Wayfair is one of the world’s largest online destinations for the home. Whether you work in our global headquarters in Boston or Berlin, or in our warehouses or offices throughout the world, we’re reinventing the way people shop for their homes. Through our commitment to industry-leading technology and creative problem-solving, we are confident that Wayfair will be home to the most rewarding work of your career. If you’re looking for rapid growth, constant learning, and dynamic challenges, then you’ll find that amazing career opportunities are knocking.
No matter who you are, Wayfair is a place you can call home.
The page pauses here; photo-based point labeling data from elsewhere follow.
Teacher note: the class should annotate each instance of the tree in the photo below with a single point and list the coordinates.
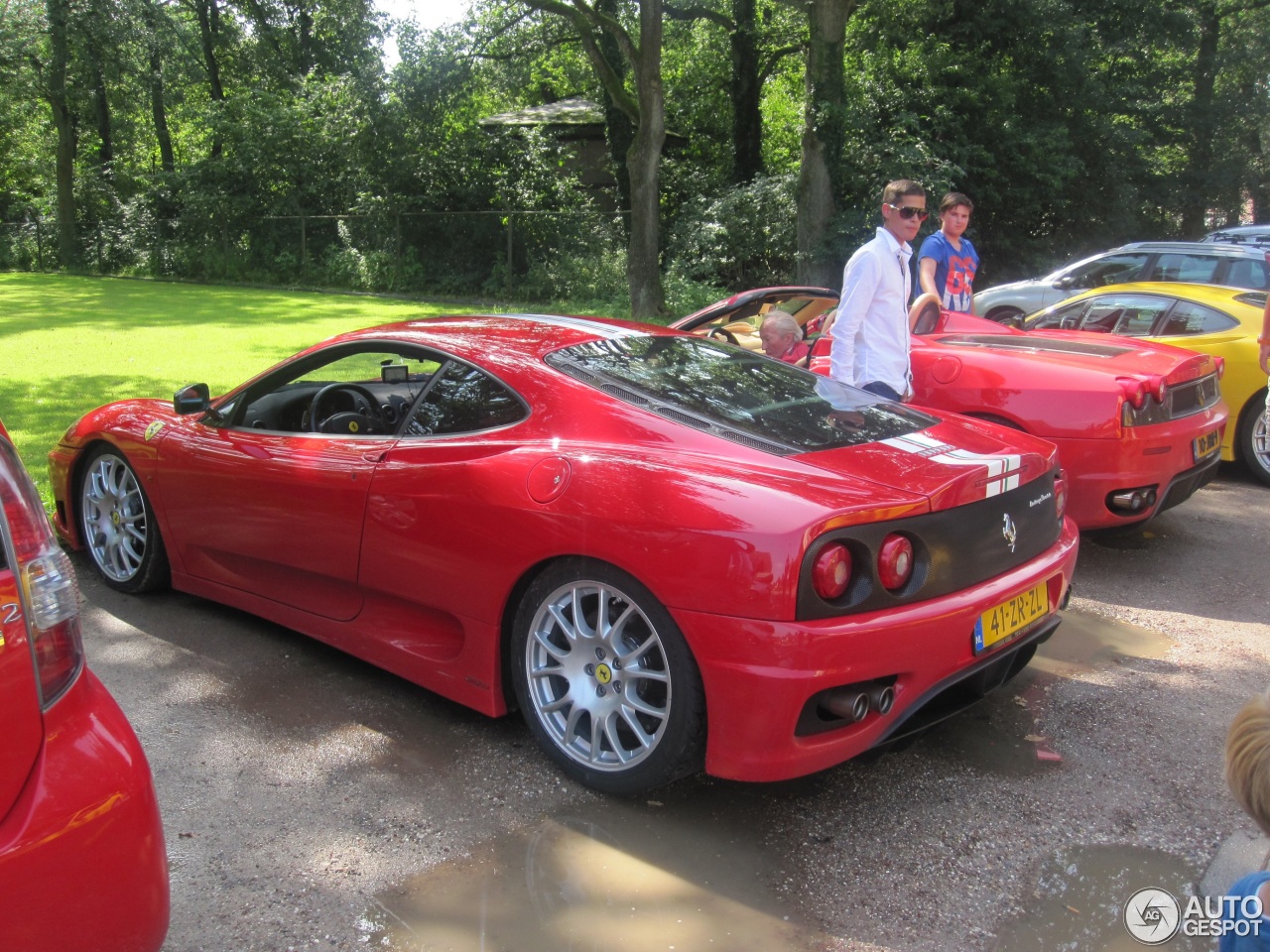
(647, 111)
(824, 140)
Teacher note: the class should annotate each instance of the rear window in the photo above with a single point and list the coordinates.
(735, 394)
(1196, 268)
(1247, 273)
(1191, 317)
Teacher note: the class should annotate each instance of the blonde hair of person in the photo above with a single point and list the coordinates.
(1247, 760)
(784, 322)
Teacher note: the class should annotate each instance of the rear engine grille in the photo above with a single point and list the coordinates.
(1192, 398)
(952, 549)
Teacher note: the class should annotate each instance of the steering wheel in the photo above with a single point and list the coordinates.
(368, 416)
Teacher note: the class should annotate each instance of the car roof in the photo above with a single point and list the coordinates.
(1207, 248)
(1259, 234)
(509, 335)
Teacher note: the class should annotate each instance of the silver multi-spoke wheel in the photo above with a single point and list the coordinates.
(118, 526)
(1254, 436)
(598, 676)
(114, 518)
(1261, 443)
(606, 680)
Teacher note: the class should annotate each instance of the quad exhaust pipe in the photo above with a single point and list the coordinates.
(853, 702)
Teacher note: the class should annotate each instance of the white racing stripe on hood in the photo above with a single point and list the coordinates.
(1003, 470)
(592, 326)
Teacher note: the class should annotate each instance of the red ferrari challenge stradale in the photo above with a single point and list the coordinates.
(670, 553)
(1138, 424)
(82, 864)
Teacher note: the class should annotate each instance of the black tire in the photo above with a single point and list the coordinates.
(118, 526)
(1254, 440)
(616, 701)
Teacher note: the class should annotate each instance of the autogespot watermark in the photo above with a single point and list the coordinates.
(1153, 915)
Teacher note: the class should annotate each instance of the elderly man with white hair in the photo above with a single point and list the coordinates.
(783, 338)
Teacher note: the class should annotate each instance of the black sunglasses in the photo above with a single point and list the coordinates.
(906, 212)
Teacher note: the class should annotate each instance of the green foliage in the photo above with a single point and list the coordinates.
(1075, 125)
(743, 238)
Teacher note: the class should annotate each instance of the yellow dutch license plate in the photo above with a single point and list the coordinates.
(998, 624)
(1206, 444)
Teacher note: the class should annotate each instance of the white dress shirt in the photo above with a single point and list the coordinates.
(870, 331)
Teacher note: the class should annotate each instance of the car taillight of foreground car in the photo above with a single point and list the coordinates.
(81, 849)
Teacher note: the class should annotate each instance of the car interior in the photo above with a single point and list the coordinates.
(740, 326)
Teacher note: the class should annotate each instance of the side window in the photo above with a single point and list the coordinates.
(1066, 317)
(1247, 273)
(1111, 270)
(1189, 317)
(465, 400)
(1127, 315)
(1199, 270)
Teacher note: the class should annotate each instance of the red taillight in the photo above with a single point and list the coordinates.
(53, 615)
(894, 561)
(832, 571)
(50, 594)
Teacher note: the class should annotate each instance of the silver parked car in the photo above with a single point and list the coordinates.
(1238, 266)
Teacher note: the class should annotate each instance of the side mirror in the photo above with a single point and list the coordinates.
(194, 399)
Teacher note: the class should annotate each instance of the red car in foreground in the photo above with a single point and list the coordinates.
(82, 866)
(1138, 424)
(670, 553)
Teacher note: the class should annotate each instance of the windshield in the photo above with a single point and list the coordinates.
(735, 394)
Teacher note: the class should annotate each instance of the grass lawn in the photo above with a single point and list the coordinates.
(75, 343)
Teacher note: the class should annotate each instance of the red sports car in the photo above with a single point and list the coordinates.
(1138, 425)
(82, 865)
(670, 553)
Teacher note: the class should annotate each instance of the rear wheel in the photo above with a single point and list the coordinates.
(118, 525)
(606, 680)
(1254, 439)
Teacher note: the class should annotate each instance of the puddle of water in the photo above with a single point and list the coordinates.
(617, 878)
(1087, 642)
(1080, 901)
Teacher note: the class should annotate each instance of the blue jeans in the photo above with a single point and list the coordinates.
(880, 389)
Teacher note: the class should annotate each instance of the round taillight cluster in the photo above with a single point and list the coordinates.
(896, 561)
(832, 571)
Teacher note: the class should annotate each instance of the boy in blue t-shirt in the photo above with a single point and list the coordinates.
(948, 261)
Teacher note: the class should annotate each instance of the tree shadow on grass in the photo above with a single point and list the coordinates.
(37, 414)
(35, 302)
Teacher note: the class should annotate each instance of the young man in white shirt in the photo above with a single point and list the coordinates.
(870, 331)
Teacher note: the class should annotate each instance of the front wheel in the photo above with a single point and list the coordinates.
(606, 680)
(1254, 439)
(119, 529)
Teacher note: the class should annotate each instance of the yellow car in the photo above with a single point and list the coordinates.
(1205, 317)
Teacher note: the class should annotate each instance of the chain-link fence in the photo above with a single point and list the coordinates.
(511, 254)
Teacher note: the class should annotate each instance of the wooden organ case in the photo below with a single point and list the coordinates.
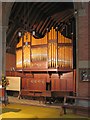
(45, 65)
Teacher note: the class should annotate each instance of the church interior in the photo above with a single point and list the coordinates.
(45, 60)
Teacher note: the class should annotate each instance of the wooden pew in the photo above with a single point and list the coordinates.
(75, 106)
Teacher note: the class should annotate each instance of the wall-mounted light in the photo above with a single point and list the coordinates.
(33, 32)
(75, 12)
(19, 34)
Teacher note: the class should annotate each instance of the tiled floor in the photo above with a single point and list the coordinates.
(31, 102)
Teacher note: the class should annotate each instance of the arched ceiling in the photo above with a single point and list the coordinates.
(37, 16)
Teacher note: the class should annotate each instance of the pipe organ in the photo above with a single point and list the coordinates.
(55, 50)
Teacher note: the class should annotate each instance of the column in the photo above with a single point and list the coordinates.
(83, 60)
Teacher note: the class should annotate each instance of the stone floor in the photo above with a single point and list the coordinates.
(32, 102)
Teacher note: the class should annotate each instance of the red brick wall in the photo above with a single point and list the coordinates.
(10, 61)
(84, 45)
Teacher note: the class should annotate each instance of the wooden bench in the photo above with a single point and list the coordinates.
(3, 98)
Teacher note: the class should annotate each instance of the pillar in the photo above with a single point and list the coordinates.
(82, 54)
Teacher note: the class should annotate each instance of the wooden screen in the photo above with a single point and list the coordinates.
(39, 54)
(53, 48)
(19, 58)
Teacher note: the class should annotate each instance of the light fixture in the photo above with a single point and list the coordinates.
(33, 32)
(75, 12)
(26, 43)
(19, 34)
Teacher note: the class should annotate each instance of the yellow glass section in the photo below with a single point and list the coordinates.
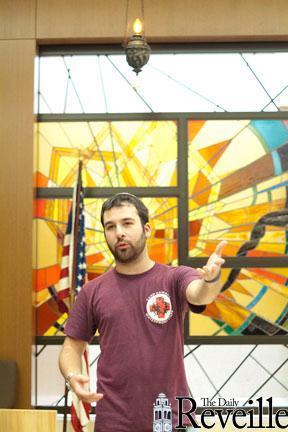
(123, 153)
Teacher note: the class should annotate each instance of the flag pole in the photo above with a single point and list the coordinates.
(75, 226)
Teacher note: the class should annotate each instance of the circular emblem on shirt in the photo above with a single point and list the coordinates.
(159, 307)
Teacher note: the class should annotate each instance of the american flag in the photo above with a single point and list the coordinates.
(72, 279)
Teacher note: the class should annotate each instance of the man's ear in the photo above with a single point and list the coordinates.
(147, 230)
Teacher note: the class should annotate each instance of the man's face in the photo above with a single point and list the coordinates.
(124, 233)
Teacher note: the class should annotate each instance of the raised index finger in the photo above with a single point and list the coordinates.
(220, 247)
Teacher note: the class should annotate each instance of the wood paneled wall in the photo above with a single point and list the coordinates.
(24, 24)
(165, 20)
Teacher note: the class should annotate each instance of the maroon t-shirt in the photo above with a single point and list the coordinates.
(140, 321)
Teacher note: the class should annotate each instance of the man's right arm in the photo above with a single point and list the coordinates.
(70, 364)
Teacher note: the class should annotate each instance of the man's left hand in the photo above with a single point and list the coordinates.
(214, 263)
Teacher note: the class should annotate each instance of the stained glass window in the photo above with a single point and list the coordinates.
(115, 154)
(221, 158)
(238, 186)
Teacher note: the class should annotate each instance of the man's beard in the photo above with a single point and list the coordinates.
(131, 253)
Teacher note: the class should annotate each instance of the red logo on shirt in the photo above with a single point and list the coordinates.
(159, 308)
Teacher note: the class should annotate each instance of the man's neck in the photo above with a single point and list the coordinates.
(135, 267)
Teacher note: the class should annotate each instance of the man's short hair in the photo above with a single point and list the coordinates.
(120, 199)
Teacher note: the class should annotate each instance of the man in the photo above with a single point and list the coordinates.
(139, 308)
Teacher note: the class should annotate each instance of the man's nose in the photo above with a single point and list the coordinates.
(120, 232)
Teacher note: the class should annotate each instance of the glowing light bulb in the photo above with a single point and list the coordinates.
(137, 26)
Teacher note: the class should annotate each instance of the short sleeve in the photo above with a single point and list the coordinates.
(185, 275)
(80, 323)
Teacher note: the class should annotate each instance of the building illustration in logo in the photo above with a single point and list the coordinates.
(162, 414)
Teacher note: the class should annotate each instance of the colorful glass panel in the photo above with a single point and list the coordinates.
(115, 154)
(237, 174)
(256, 303)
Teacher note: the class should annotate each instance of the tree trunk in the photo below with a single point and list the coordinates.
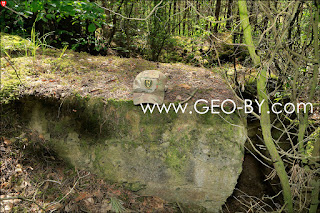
(265, 116)
(217, 13)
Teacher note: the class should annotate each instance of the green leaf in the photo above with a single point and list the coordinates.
(92, 28)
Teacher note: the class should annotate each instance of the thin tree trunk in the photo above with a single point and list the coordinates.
(265, 116)
(217, 13)
(229, 13)
(114, 22)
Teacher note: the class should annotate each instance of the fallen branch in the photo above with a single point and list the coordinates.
(24, 199)
(191, 95)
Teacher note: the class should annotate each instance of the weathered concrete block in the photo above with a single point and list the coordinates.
(187, 158)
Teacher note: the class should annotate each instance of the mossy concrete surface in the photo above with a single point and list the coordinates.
(187, 158)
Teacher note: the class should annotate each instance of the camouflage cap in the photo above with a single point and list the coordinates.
(149, 87)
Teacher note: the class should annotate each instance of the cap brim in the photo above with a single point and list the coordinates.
(144, 98)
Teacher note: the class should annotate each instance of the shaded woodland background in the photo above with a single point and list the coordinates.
(266, 49)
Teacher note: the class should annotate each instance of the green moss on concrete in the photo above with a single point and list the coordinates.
(154, 153)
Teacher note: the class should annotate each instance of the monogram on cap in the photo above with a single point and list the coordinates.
(149, 87)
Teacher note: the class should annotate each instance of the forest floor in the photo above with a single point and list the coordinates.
(47, 74)
(34, 179)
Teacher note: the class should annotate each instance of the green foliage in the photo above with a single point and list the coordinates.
(117, 205)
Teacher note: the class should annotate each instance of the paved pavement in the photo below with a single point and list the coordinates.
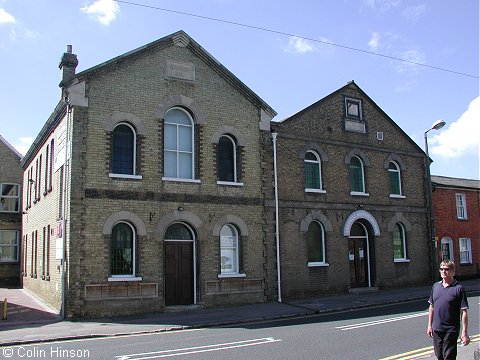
(30, 321)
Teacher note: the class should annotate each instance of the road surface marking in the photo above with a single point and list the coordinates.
(418, 353)
(196, 349)
(379, 322)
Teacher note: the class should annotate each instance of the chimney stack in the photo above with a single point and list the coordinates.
(68, 64)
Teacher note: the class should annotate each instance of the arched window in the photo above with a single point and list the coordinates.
(227, 159)
(229, 250)
(395, 178)
(178, 231)
(124, 148)
(399, 242)
(357, 181)
(123, 250)
(313, 171)
(316, 244)
(178, 145)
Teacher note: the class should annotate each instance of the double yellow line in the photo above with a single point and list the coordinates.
(415, 354)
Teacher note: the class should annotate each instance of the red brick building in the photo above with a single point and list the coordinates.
(456, 204)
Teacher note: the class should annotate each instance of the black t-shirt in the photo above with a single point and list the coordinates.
(447, 303)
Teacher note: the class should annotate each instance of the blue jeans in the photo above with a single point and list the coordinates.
(445, 345)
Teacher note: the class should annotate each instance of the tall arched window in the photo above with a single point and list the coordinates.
(123, 250)
(178, 145)
(357, 181)
(313, 171)
(124, 147)
(395, 179)
(316, 244)
(229, 250)
(399, 242)
(227, 159)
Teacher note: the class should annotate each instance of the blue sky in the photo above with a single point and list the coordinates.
(290, 53)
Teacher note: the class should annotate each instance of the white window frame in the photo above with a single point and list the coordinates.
(177, 151)
(235, 179)
(449, 242)
(236, 247)
(318, 161)
(398, 175)
(10, 197)
(17, 246)
(358, 103)
(324, 262)
(133, 276)
(404, 245)
(465, 246)
(461, 203)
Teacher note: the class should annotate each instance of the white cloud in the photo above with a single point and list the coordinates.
(6, 18)
(394, 45)
(413, 13)
(299, 45)
(104, 11)
(461, 137)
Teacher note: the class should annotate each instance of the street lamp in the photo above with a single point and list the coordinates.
(431, 222)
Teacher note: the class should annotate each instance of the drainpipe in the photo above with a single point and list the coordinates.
(277, 224)
(64, 210)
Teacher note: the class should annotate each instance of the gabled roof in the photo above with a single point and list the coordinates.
(444, 181)
(183, 39)
(10, 147)
(351, 84)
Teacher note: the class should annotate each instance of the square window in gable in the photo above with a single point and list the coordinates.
(353, 108)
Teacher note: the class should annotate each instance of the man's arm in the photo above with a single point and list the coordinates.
(465, 338)
(430, 321)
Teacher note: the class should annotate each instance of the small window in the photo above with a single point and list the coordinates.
(316, 244)
(357, 183)
(399, 243)
(229, 253)
(123, 156)
(313, 171)
(9, 240)
(10, 198)
(123, 250)
(178, 145)
(353, 108)
(227, 159)
(395, 178)
(465, 247)
(461, 206)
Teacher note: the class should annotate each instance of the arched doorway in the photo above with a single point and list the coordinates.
(180, 265)
(360, 228)
(359, 256)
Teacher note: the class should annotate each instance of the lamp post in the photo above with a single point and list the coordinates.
(431, 222)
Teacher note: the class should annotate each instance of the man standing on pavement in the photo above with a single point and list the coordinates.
(448, 304)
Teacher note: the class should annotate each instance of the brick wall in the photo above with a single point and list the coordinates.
(447, 225)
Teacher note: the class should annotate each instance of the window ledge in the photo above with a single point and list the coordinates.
(318, 191)
(182, 180)
(125, 176)
(317, 264)
(229, 183)
(358, 193)
(228, 276)
(125, 278)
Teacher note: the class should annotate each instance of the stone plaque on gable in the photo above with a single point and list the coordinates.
(180, 71)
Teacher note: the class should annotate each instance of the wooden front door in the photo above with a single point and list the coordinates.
(358, 259)
(179, 285)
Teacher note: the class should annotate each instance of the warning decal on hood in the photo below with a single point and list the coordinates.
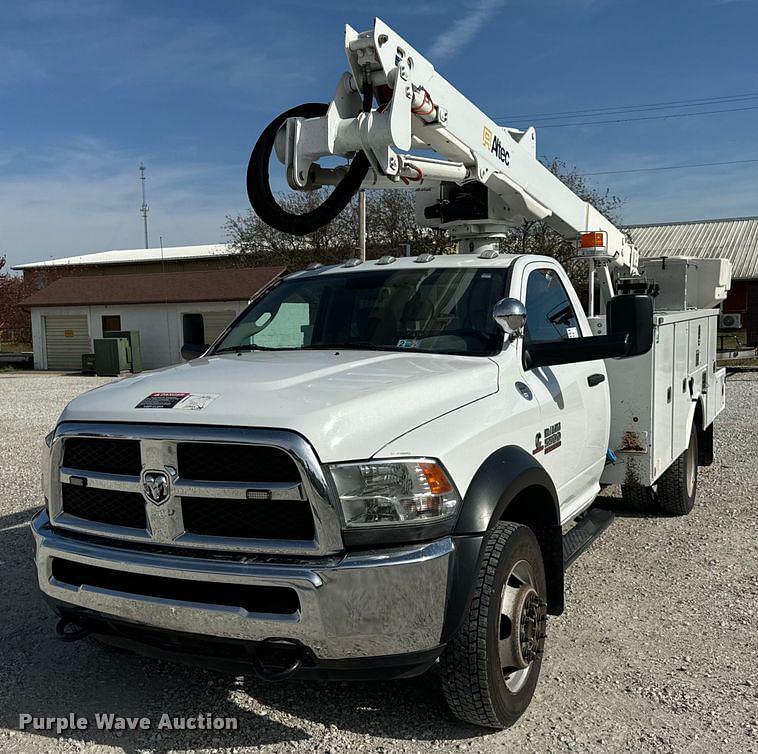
(186, 401)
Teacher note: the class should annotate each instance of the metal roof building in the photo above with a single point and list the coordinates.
(133, 256)
(735, 238)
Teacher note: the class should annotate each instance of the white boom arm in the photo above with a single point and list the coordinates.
(418, 108)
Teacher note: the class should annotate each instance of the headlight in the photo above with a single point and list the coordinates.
(47, 445)
(408, 491)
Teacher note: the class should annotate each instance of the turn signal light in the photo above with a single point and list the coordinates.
(593, 240)
(435, 478)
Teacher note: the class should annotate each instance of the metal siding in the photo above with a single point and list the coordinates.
(736, 239)
(65, 351)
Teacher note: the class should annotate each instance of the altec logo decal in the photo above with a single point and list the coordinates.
(493, 143)
(552, 439)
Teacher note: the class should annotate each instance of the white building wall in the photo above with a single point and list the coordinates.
(159, 325)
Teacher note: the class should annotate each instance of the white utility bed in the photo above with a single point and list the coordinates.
(654, 397)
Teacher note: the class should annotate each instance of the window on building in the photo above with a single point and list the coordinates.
(193, 329)
(111, 323)
(549, 313)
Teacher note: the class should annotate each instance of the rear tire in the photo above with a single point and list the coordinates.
(638, 498)
(677, 487)
(490, 668)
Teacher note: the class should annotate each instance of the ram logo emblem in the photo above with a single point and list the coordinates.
(156, 486)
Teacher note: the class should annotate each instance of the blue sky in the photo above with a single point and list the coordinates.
(88, 88)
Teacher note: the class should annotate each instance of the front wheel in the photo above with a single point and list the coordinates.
(490, 668)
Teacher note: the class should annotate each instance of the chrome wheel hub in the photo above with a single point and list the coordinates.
(523, 616)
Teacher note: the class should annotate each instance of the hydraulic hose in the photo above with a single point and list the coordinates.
(259, 182)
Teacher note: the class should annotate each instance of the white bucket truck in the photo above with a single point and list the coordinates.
(384, 464)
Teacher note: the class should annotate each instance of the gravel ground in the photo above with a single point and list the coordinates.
(657, 649)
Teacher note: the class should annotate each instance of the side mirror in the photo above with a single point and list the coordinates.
(629, 325)
(631, 314)
(510, 315)
(193, 350)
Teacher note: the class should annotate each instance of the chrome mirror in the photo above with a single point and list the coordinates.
(510, 315)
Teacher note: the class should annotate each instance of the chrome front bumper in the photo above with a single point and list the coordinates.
(370, 604)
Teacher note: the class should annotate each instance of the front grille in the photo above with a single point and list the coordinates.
(104, 506)
(102, 454)
(254, 599)
(254, 519)
(229, 462)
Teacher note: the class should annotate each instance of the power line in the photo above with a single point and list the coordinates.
(671, 167)
(631, 108)
(646, 117)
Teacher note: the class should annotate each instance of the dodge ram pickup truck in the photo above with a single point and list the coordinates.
(377, 466)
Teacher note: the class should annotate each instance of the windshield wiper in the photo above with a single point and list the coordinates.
(356, 345)
(248, 347)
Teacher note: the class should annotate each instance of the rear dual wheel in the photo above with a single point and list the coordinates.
(675, 492)
(490, 669)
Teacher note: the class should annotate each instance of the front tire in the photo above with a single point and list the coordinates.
(677, 487)
(490, 668)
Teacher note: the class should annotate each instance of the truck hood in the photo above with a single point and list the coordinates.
(348, 404)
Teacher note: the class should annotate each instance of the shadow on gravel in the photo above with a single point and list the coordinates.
(412, 709)
(622, 509)
(44, 677)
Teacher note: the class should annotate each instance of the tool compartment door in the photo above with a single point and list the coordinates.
(663, 397)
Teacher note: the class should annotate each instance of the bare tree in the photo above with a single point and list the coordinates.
(15, 323)
(539, 238)
(390, 224)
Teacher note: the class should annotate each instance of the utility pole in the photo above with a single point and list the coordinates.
(144, 209)
(362, 225)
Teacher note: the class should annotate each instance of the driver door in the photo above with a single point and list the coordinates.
(572, 439)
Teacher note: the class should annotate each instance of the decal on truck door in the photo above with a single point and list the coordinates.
(551, 441)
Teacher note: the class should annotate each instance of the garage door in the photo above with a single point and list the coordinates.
(66, 339)
(215, 323)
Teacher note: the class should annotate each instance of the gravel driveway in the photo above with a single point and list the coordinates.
(657, 650)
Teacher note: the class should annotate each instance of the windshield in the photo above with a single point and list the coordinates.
(434, 310)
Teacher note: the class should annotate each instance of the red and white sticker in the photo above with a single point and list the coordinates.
(185, 401)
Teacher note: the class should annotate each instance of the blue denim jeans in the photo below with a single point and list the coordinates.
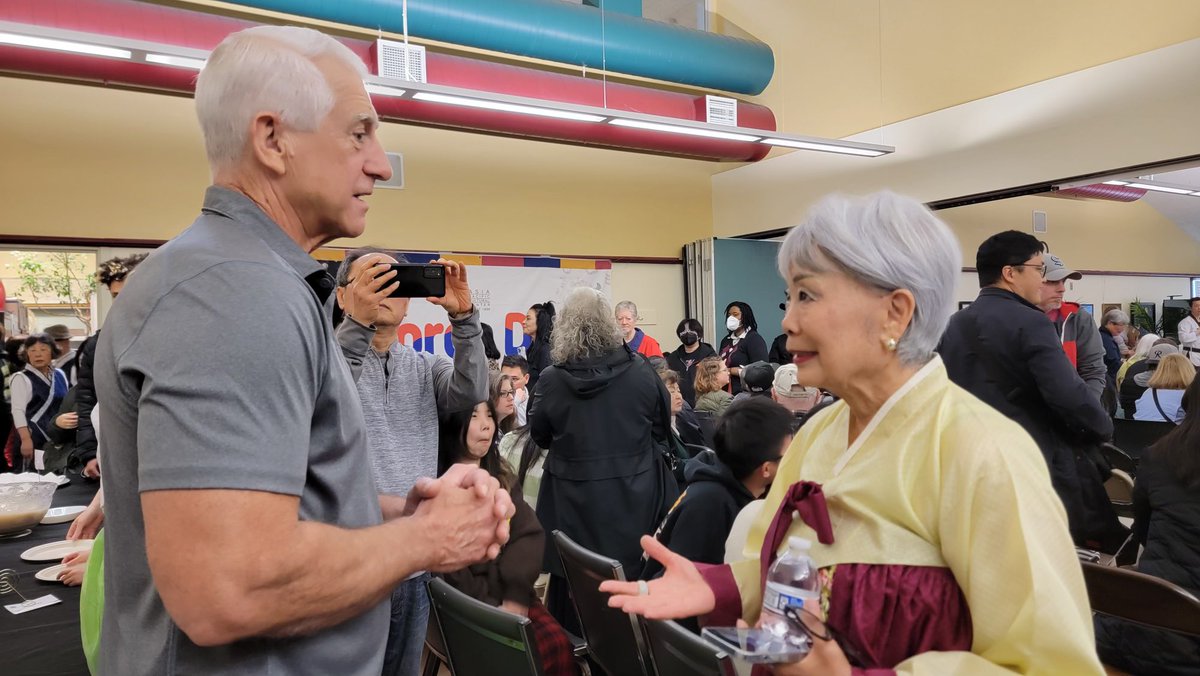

We’re a community of innovators, risk-takers, and trailblazers who celebrate our differences, and know that our unique perspectives make us stronger, smarter, and well-positioned for success. We value and rely on the collective voices of our employees, customers, community, and suppliers to help guide us as we build a better Wayfair – and world – for all. Every voice, every perspective matters. That’s why we’re proud to be an equal opportunity employer. We do not discriminate on the basis of race, color, ethnicity, ancestry, religion, sex, national origin, sexual orientation, age, citizenship status, marital status, disability, gender identity, gender expression, veteran status, or genetic information.